The optimism stems from the fact that in the last few years, big Korean firms like Samsung, LG, Hyundai and Kia have increased their presence in the Indian market. In 2018, Samsung started world’s largest mobile manufacturing facility in Noida with an investment of Rs 5000 crore and a capacity of 120 million units per annum.
“Today is an important day in making India a manufacturing hub. The investment of Rs 5,000 crore [$735mn] by Samsung will strengthen India-South Korea relations,” Prime Minister Modi had then said. “Make in India initiative is getting support from all across the world. India has become number 2 in mobile phone manufacturing.”
The next year, Kia–a subsidiary company of Hyundai, opened its 300,000 unit per annum car factory in Andhra Pradesh built with an investment of $ 1.1 billion. Hyundai already has two mega factories in Chennai that churn out over 700,000 cars every year not only for the domestic market but also for exports to over 100 countries across the world.
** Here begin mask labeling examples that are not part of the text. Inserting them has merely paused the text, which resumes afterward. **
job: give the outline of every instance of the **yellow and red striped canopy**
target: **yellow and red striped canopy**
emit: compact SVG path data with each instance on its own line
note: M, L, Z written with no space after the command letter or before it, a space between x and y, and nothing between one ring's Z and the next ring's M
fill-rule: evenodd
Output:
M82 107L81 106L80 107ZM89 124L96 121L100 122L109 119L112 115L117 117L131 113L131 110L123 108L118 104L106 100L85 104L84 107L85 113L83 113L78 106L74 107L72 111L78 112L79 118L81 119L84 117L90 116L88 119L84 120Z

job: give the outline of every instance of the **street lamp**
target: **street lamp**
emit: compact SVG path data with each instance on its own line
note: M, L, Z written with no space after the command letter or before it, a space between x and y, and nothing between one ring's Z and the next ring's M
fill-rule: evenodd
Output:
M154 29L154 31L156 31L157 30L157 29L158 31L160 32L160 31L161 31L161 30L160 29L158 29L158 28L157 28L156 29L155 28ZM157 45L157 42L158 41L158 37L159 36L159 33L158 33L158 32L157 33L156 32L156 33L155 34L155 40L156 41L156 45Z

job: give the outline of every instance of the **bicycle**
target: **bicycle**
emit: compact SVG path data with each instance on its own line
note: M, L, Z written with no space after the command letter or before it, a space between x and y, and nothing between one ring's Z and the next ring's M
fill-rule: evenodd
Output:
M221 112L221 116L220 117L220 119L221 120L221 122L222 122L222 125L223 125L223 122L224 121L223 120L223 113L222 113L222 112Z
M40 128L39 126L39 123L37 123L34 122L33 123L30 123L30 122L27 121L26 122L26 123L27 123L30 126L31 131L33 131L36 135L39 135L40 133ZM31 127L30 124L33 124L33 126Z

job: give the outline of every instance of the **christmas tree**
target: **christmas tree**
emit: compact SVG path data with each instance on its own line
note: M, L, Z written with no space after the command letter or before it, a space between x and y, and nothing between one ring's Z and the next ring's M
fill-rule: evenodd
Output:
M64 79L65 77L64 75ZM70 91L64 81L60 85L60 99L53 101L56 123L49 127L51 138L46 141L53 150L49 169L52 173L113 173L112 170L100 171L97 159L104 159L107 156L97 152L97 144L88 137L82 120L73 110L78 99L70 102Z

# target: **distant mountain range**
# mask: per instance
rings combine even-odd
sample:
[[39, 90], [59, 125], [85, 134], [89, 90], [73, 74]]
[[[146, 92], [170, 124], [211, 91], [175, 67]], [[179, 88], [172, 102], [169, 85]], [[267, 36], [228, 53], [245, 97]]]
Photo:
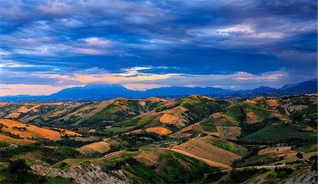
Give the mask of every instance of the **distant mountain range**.
[[146, 91], [128, 90], [120, 85], [89, 84], [85, 87], [75, 87], [62, 90], [47, 96], [5, 96], [0, 97], [1, 102], [32, 102], [68, 99], [105, 99], [117, 97], [143, 98], [148, 97], [182, 96], [189, 94], [233, 94], [247, 93], [273, 92], [279, 94], [317, 93], [317, 80], [312, 80], [297, 84], [285, 85], [279, 89], [266, 86], [247, 90], [231, 90], [220, 87], [167, 87], [149, 89]]

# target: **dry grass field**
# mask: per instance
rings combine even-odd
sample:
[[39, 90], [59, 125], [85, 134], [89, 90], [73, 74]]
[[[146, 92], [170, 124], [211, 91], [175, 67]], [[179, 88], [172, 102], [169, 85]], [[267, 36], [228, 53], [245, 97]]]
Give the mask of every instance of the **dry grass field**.
[[105, 141], [96, 142], [76, 149], [81, 153], [104, 153], [110, 149], [110, 144]]
[[1, 119], [0, 123], [4, 125], [2, 131], [10, 132], [12, 134], [19, 135], [20, 137], [31, 138], [47, 138], [51, 140], [59, 140], [61, 133], [57, 131], [40, 128], [36, 125], [24, 124], [18, 121]]
[[200, 158], [227, 165], [228, 168], [235, 159], [241, 158], [240, 155], [210, 144], [205, 140], [206, 138], [208, 138], [208, 137], [194, 138], [173, 147], [172, 149], [182, 150]]
[[145, 130], [147, 133], [154, 133], [159, 135], [169, 135], [172, 133], [172, 131], [163, 127], [151, 127]]

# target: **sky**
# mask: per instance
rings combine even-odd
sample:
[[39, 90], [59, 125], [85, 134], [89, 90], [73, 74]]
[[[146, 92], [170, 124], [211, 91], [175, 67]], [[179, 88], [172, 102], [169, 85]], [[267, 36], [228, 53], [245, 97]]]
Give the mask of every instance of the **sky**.
[[316, 78], [317, 3], [0, 0], [0, 96]]

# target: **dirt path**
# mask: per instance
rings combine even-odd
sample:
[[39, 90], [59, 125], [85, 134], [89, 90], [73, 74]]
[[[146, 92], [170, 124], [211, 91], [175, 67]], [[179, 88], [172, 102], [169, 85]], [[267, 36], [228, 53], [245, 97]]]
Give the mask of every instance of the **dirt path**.
[[182, 151], [182, 150], [173, 149], [173, 148], [172, 149], [164, 148], [164, 149], [168, 149], [168, 150], [171, 150], [171, 151], [173, 151], [175, 152], [178, 152], [179, 154], [184, 154], [184, 155], [186, 155], [186, 156], [188, 156], [188, 157], [192, 157], [192, 158], [194, 158], [194, 159], [196, 159], [201, 160], [201, 161], [206, 162], [206, 164], [208, 164], [208, 165], [210, 165], [211, 166], [222, 167], [222, 168], [228, 168], [228, 169], [231, 169], [232, 168], [232, 167], [228, 166], [228, 165], [220, 164], [219, 162], [211, 161], [211, 160], [209, 160], [209, 159], [204, 159], [204, 158], [201, 158], [201, 157], [193, 155], [193, 154], [192, 154], [190, 153], [188, 153], [188, 152]]

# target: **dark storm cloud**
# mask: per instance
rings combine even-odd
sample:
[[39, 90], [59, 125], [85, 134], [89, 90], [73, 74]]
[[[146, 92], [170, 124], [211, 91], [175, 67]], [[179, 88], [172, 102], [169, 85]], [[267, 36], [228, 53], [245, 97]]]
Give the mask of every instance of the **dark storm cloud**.
[[[91, 68], [120, 73], [138, 66], [160, 75], [283, 70], [299, 80], [317, 77], [316, 1], [0, 4], [1, 62], [36, 66], [1, 66], [2, 73], [17, 73], [1, 76], [2, 83], [30, 83], [22, 73], [32, 74], [33, 84], [57, 84], [41, 75], [94, 74]], [[283, 82], [294, 80], [288, 78]]]

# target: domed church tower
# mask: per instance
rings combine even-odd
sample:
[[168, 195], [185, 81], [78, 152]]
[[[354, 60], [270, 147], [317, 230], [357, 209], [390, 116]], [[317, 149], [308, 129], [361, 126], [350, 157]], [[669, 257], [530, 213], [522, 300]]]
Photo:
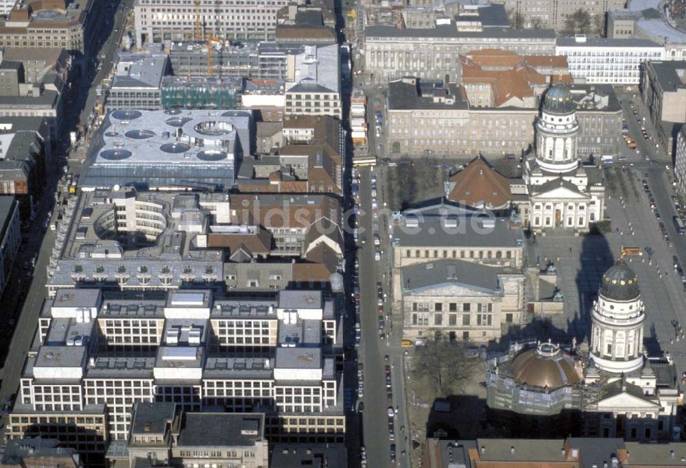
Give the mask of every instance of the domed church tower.
[[541, 116], [536, 123], [536, 162], [551, 173], [563, 173], [578, 166], [576, 137], [580, 131], [576, 103], [562, 83], [545, 94]]
[[598, 369], [628, 373], [643, 366], [646, 315], [636, 273], [623, 260], [603, 274], [591, 321], [591, 358]]
[[602, 221], [605, 188], [600, 169], [582, 163], [585, 156], [578, 146], [581, 128], [574, 99], [584, 95], [576, 96], [559, 82], [543, 95], [536, 121], [536, 152], [525, 159], [523, 173], [529, 200], [521, 205], [520, 215], [532, 230], [586, 232]]

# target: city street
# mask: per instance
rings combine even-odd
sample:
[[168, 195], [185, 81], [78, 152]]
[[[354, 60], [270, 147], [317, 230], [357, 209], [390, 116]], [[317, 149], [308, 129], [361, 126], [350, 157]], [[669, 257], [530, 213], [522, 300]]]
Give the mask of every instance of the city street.
[[[358, 251], [359, 260], [359, 295], [362, 316], [362, 340], [360, 362], [364, 365], [364, 397], [366, 402], [363, 413], [362, 436], [366, 447], [369, 466], [394, 466], [390, 463], [390, 447], [391, 443], [397, 447], [397, 466], [407, 467], [407, 457], [402, 452], [407, 452], [407, 431], [401, 430], [409, 427], [406, 421], [405, 395], [403, 380], [403, 354], [400, 347], [399, 333], [397, 326], [390, 331], [386, 320], [387, 337], [381, 340], [379, 335], [377, 303], [377, 282], [383, 278], [382, 269], [388, 261], [384, 255], [381, 261], [374, 258], [375, 246], [372, 238], [372, 216], [371, 207], [371, 185], [370, 177], [372, 172], [368, 169], [359, 171], [362, 177], [359, 183], [359, 199], [362, 201], [359, 219], [359, 235], [365, 236], [368, 241]], [[378, 170], [373, 173], [378, 175]], [[386, 251], [388, 252], [388, 250]], [[384, 282], [385, 288], [387, 283]], [[385, 292], [388, 291], [384, 289]], [[386, 307], [390, 307], [386, 303]], [[386, 313], [388, 313], [386, 309]], [[399, 323], [399, 322], [397, 322]], [[390, 331], [390, 333], [388, 332]], [[389, 356], [388, 362], [385, 355]], [[392, 397], [388, 401], [386, 382], [386, 365], [391, 366], [391, 392]], [[398, 412], [393, 418], [395, 440], [389, 440], [389, 417], [387, 408], [397, 407]]]
[[[42, 200], [37, 204], [36, 220], [33, 221], [35, 228], [31, 229], [24, 235], [27, 236], [25, 242], [25, 250], [20, 252], [15, 265], [16, 275], [13, 275], [7, 289], [3, 295], [1, 306], [3, 326], [9, 327], [14, 324], [14, 331], [11, 328], [0, 329], [3, 336], [12, 337], [11, 341], [1, 342], [4, 346], [0, 347], [0, 401], [18, 391], [19, 377], [24, 365], [26, 354], [34, 339], [38, 325], [38, 317], [40, 312], [45, 297], [45, 283], [47, 282], [46, 267], [55, 243], [55, 232], [39, 228], [42, 227], [49, 211], [52, 210], [55, 199], [55, 191], [58, 179], [62, 175], [62, 166], [64, 163], [65, 155], [62, 151], [63, 144], [69, 140], [69, 132], [76, 127], [78, 123], [86, 123], [95, 106], [95, 84], [99, 82], [111, 67], [117, 47], [121, 42], [123, 32], [123, 23], [126, 12], [132, 8], [134, 0], [126, 0], [124, 6], [117, 10], [114, 22], [103, 22], [99, 29], [103, 37], [100, 40], [104, 44], [102, 51], [105, 58], [102, 60], [102, 71], [96, 73], [93, 80], [88, 80], [88, 73], [80, 75], [80, 82], [72, 86], [69, 95], [66, 97], [69, 106], [82, 109], [80, 113], [67, 113], [67, 119], [64, 128], [65, 134], [57, 136], [56, 148], [53, 149], [52, 165], [47, 170], [47, 184]], [[108, 27], [111, 26], [111, 29]], [[98, 52], [96, 51], [96, 53]], [[84, 58], [82, 60], [88, 60]], [[92, 68], [88, 64], [84, 69]], [[86, 92], [87, 91], [87, 92]], [[75, 174], [80, 173], [82, 164], [80, 160], [68, 160], [68, 171]], [[24, 275], [23, 264], [38, 253], [37, 261], [30, 278]], [[22, 305], [22, 293], [26, 292], [25, 300]], [[16, 311], [21, 310], [17, 314]], [[12, 317], [12, 318], [10, 318]], [[16, 323], [15, 323], [16, 321]], [[3, 417], [5, 417], [3, 415]], [[2, 427], [6, 421], [2, 420]]]

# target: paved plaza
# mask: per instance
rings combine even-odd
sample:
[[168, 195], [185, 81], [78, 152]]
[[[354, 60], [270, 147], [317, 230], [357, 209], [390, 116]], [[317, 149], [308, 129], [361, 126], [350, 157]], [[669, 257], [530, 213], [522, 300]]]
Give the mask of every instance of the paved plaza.
[[[669, 186], [663, 173], [651, 173], [651, 182]], [[642, 174], [627, 170], [624, 183], [628, 186]], [[632, 181], [633, 179], [633, 182]], [[652, 184], [651, 184], [652, 186]], [[546, 261], [557, 268], [558, 286], [564, 295], [565, 312], [550, 315], [550, 334], [569, 342], [576, 337], [582, 343], [590, 330], [590, 312], [596, 298], [600, 277], [619, 256], [621, 247], [640, 247], [643, 256], [625, 259], [638, 275], [646, 306], [646, 341], [651, 355], [660, 350], [675, 358], [678, 372], [686, 371], [686, 340], [677, 334], [675, 323], [686, 324], [686, 293], [679, 275], [673, 268], [672, 256], [678, 246], [668, 246], [660, 232], [659, 223], [672, 223], [672, 214], [656, 219], [648, 199], [641, 190], [629, 189], [620, 199], [619, 195], [608, 201], [608, 213], [613, 232], [604, 236], [575, 237], [571, 232], [553, 233], [538, 236], [530, 243], [530, 261], [538, 260], [541, 268]], [[672, 232], [673, 230], [670, 230]], [[676, 234], [675, 234], [676, 235]], [[682, 238], [676, 239], [681, 242]], [[682, 258], [683, 256], [680, 256]]]

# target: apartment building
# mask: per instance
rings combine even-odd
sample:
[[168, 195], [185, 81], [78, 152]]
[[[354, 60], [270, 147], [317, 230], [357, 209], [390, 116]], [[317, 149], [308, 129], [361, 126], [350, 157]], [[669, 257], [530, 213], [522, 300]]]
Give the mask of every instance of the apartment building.
[[126, 445], [129, 465], [154, 458], [171, 466], [267, 468], [264, 422], [261, 412], [191, 412], [174, 403], [137, 403]]
[[[502, 157], [533, 145], [536, 108], [472, 106], [464, 97], [466, 86], [416, 78], [392, 82], [386, 132], [391, 157], [480, 152]], [[581, 127], [579, 156], [617, 154], [622, 110], [612, 87], [574, 86], [571, 90]]]
[[71, 71], [72, 56], [64, 49], [7, 47], [2, 58], [21, 62], [26, 83], [39, 83], [47, 75], [54, 73], [67, 82]]
[[253, 151], [252, 125], [250, 110], [108, 112], [101, 130], [104, 145], [80, 185], [228, 188], [235, 181], [240, 158]]
[[686, 122], [686, 61], [644, 64], [639, 89], [660, 144], [672, 151], [678, 128]]
[[536, 108], [551, 83], [572, 82], [565, 57], [488, 49], [471, 51], [460, 60], [460, 84], [470, 108]]
[[[137, 0], [134, 5], [136, 43], [185, 40], [206, 36], [268, 40], [274, 37], [276, 16], [287, 0]], [[201, 27], [196, 27], [198, 16]]]
[[59, 442], [54, 439], [17, 439], [7, 441], [0, 466], [83, 468], [84, 465], [75, 450], [60, 447]]
[[0, 195], [19, 202], [27, 220], [45, 187], [51, 152], [51, 128], [38, 117], [0, 117]]
[[555, 34], [550, 29], [484, 28], [462, 31], [453, 23], [427, 29], [369, 26], [365, 29], [365, 71], [375, 83], [386, 84], [406, 76], [459, 83], [460, 56], [483, 49], [520, 55], [553, 55]]
[[338, 45], [305, 46], [285, 84], [285, 115], [342, 116]]
[[[7, 434], [96, 454], [135, 437], [134, 406], [157, 402], [264, 412], [272, 441], [342, 442], [341, 320], [318, 291], [250, 299], [182, 288], [142, 300], [57, 291], [41, 311]], [[187, 442], [172, 456], [183, 456]]]
[[602, 25], [608, 10], [624, 8], [626, 2], [624, 0], [594, 0], [590, 2], [582, 0], [498, 0], [497, 3], [505, 5], [510, 20], [515, 16], [521, 18], [523, 27], [549, 27], [556, 31], [563, 31], [567, 27], [567, 19], [579, 10], [589, 14], [591, 25]]
[[17, 0], [0, 22], [0, 46], [64, 49], [90, 56], [103, 4], [97, 0]]
[[646, 39], [558, 38], [555, 53], [567, 57], [576, 83], [638, 84], [641, 64], [661, 60], [665, 47]]
[[119, 52], [112, 86], [107, 90], [108, 110], [161, 109], [162, 79], [170, 73], [167, 54]]

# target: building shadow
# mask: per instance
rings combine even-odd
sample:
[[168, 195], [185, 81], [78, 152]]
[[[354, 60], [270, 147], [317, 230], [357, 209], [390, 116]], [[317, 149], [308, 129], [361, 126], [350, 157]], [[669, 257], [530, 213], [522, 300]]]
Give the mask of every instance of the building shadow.
[[575, 280], [578, 299], [571, 318], [567, 321], [569, 338], [576, 338], [578, 343], [590, 341], [591, 311], [593, 301], [598, 299], [600, 279], [617, 257], [619, 252], [611, 251], [607, 239], [600, 233], [587, 235], [581, 243], [580, 265]]

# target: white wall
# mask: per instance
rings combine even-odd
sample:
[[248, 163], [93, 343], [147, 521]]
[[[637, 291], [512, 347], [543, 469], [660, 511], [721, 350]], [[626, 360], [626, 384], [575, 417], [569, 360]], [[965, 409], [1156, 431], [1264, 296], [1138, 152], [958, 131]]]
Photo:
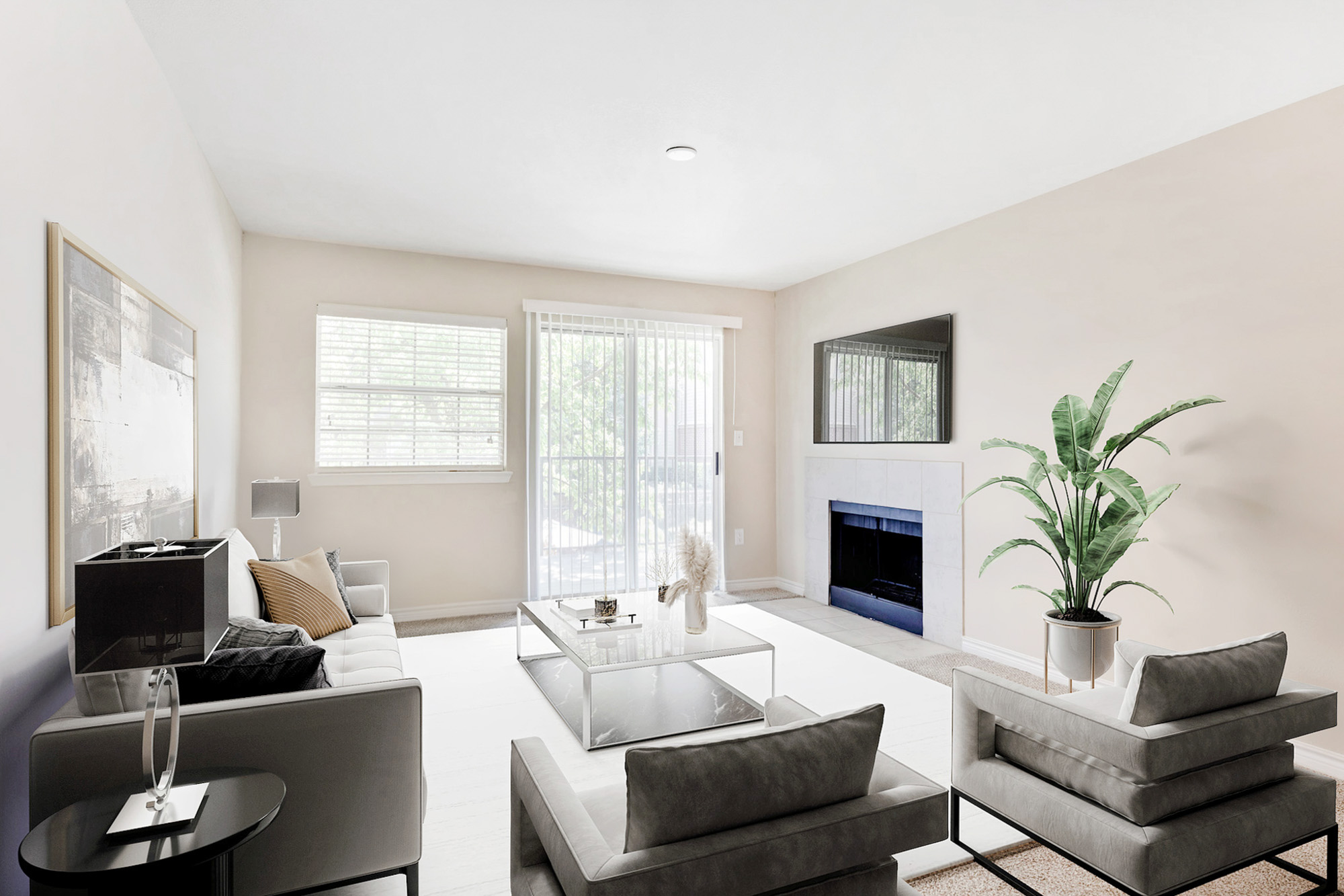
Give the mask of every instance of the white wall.
[[[1344, 478], [1344, 89], [1012, 206], [778, 293], [780, 573], [802, 574], [808, 456], [961, 460], [965, 482], [1019, 472], [981, 452], [1003, 436], [1052, 447], [1050, 410], [1130, 358], [1114, 431], [1216, 393], [1140, 444], [1141, 483], [1184, 483], [1116, 568], [1137, 589], [1107, 609], [1122, 636], [1195, 648], [1282, 628], [1288, 674], [1344, 687], [1339, 554]], [[950, 445], [813, 445], [812, 344], [956, 315]], [[1031, 537], [1024, 502], [993, 490], [965, 509], [965, 634], [1040, 655], [1044, 557], [981, 558]], [[1054, 587], [1054, 585], [1051, 585]], [[1344, 751], [1344, 732], [1313, 743]]]
[[32, 729], [70, 696], [47, 628], [47, 237], [56, 221], [199, 327], [200, 525], [234, 518], [242, 234], [126, 7], [0, 11], [0, 892], [27, 892]]
[[[270, 521], [247, 519], [251, 479], [302, 480], [302, 515], [284, 522], [284, 553], [340, 548], [392, 564], [392, 609], [484, 612], [527, 596], [527, 390], [523, 300], [548, 299], [741, 316], [738, 422], [726, 439], [727, 577], [775, 574], [774, 296], [530, 265], [472, 261], [247, 234], [243, 239], [241, 529], [262, 554]], [[509, 483], [309, 486], [313, 472], [314, 313], [320, 301], [489, 315], [508, 320]], [[731, 401], [732, 336], [724, 400]], [[726, 425], [731, 428], [728, 421]]]

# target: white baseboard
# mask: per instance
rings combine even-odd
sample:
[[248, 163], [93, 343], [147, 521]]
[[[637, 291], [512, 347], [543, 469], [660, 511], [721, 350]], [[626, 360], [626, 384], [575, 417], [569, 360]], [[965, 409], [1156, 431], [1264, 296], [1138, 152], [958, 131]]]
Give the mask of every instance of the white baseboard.
[[1344, 778], [1344, 756], [1297, 740], [1293, 741], [1293, 751], [1298, 766], [1329, 775], [1331, 778]]
[[[731, 578], [727, 591], [755, 591], [758, 588], [781, 588], [796, 595], [802, 593], [802, 585], [788, 578]], [[481, 616], [484, 613], [507, 613], [517, 607], [516, 600], [469, 600], [457, 604], [431, 604], [429, 607], [406, 607], [392, 609], [394, 622], [419, 622], [422, 619], [448, 619], [449, 616]]]
[[724, 591], [758, 591], [761, 588], [780, 588], [782, 591], [792, 591], [796, 595], [802, 593], [802, 585], [792, 583], [788, 578], [780, 578], [778, 576], [766, 576], [765, 578], [730, 578], [724, 584]]
[[[1040, 657], [1032, 657], [1031, 654], [1020, 654], [1016, 650], [1008, 650], [1007, 647], [1000, 647], [999, 644], [991, 644], [988, 640], [977, 640], [974, 638], [961, 638], [961, 648], [968, 654], [974, 654], [976, 657], [984, 657], [985, 659], [992, 659], [996, 663], [1003, 663], [1004, 666], [1012, 666], [1013, 669], [1020, 669], [1024, 673], [1031, 673], [1039, 675], [1046, 671], [1044, 663]], [[1058, 670], [1050, 670], [1050, 681], [1056, 685], [1068, 685], [1068, 678], [1059, 674]], [[1101, 678], [1097, 679], [1102, 681]], [[1105, 679], [1110, 683], [1110, 679]], [[1074, 682], [1077, 686], [1079, 682]]]
[[433, 604], [430, 607], [392, 608], [392, 622], [419, 622], [421, 619], [446, 619], [449, 616], [481, 616], [484, 613], [507, 613], [517, 607], [516, 600], [468, 600], [457, 604]]

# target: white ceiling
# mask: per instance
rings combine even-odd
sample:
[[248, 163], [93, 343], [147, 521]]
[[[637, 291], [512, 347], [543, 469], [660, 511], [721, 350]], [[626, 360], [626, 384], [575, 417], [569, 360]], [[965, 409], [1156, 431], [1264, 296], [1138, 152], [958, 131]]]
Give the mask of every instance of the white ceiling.
[[1344, 83], [1337, 0], [128, 3], [246, 230], [766, 289]]

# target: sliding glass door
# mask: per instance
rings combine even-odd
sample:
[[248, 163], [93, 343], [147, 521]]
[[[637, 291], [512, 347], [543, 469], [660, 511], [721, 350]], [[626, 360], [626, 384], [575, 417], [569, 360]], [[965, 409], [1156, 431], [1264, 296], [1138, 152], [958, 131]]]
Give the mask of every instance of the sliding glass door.
[[650, 588], [683, 526], [722, 556], [722, 336], [528, 315], [531, 596]]

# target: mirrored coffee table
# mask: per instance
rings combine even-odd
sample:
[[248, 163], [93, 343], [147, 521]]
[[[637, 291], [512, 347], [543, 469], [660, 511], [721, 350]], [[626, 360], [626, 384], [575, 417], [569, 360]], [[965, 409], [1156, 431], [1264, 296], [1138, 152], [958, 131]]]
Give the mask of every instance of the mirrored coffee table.
[[[712, 616], [706, 634], [688, 635], [683, 600], [667, 607], [652, 592], [618, 600], [622, 622], [633, 612], [638, 628], [581, 634], [554, 600], [517, 605], [517, 662], [583, 749], [763, 717], [774, 644]], [[524, 638], [542, 652], [524, 652]]]

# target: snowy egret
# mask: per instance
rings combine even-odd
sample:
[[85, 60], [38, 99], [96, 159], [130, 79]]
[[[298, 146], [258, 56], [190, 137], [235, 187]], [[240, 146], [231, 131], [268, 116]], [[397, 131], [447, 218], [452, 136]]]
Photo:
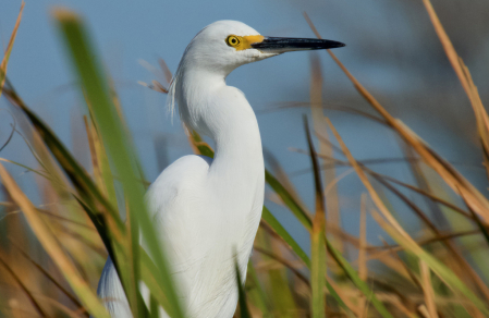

These are only the big ones. There are 600 other large and small Korean firms, which have offices in India. The prospect of Korean firms shifting their base from China and heading towards India has only increased due to the need for companies to de-risk their strategies in the post pandemic era. Samsung has recently followed its 2018 factory with another mega Rs 4,825 crore investment towards relocation of its mobile and IT display production unit from China to Uttar Pradesh. Scores of other companies are also looking to do the same.
“We see a lot of technology tie-ups and collaboration happening between Indian firms and companies from Japan, South Korea and Taiwan, because right now India does not have technology, which is the biggest challenge it faces in import substitution. A few months back, we had signed an MoU with the Korean Small & Medium Enterprises Association to work together,” said Animesh Saxena, President, FISME. “Korean MSMEs see a golden opportunity in collaborating with Indian firms.
It isn’t that the relationship has no creases. The FTA between the two countries that was signed between 2010 is currently under review by India along with other similar agreements with Japan and ASEAN as they are believed to have benefited the other party more. South Korea enjoys a trade surplus of $ 10 billion with India.
In the pandemic scarred worldview though, the focus is more on reducing dependence on China. It is a relationship of equals where Korea brings in the technology and capital while India provides the market.